A design chart has been developed for determining the critical stability ratio N c based on numerical simulation results. Given that the soil strength parameters and depth-to-diameter ratio of the tunnel are known, the critical support pressure ratio N c can be readily obtained from this design chart by interpolation and extrapolation. The volume loss can then be roughly estimated using the Klar and Klein’s formula. Two case studies are selected as references to validate the applicability of this methodology. Comparison between field measurement data and numerical simulation results reveals that the volume loss, predicted by Klar and Klein’s formula with the input of the critical stability ratio calculated by FEA, shows good agreement with field observation.

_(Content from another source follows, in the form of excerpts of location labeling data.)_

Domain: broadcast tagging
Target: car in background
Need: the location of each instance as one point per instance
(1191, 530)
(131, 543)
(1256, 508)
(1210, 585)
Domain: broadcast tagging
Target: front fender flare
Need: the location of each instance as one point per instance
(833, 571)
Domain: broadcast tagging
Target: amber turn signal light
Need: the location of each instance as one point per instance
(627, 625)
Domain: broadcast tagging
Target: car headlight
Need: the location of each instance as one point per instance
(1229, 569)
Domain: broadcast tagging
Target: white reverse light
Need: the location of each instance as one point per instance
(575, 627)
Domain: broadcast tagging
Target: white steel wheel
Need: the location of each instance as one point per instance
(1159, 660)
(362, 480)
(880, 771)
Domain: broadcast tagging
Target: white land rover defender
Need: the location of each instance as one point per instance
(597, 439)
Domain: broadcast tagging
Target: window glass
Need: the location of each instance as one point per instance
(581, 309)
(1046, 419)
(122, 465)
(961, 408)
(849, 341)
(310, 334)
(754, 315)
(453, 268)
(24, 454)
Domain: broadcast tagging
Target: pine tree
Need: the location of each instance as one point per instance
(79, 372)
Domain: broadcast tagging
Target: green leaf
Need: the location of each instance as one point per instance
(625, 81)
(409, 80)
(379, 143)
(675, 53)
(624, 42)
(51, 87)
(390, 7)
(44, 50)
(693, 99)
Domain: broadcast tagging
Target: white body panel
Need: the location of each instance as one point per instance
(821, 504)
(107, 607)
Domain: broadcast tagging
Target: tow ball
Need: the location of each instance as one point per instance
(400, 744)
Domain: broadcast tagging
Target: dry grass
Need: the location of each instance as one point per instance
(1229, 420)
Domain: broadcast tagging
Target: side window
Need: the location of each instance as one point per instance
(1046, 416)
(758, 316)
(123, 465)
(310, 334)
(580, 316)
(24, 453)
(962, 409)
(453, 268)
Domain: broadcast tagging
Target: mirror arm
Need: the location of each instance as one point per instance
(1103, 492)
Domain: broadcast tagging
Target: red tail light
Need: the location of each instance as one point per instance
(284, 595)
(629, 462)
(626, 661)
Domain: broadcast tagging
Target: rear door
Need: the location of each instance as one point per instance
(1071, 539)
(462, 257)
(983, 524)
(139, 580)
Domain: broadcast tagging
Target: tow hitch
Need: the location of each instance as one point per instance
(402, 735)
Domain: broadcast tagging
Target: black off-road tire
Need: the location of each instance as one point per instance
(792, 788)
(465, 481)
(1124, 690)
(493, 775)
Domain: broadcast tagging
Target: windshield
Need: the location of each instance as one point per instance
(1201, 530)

It should be pointed that the natural properties of the soil are complex and usually not totally independent from each other, which means artificially determined parameters should be carefully examined in constitutive modelling according to the reality. Thus, the design chart should be carefully examined in tunnelling practice and only used in rough evaluation for the volume loss during tunnelling.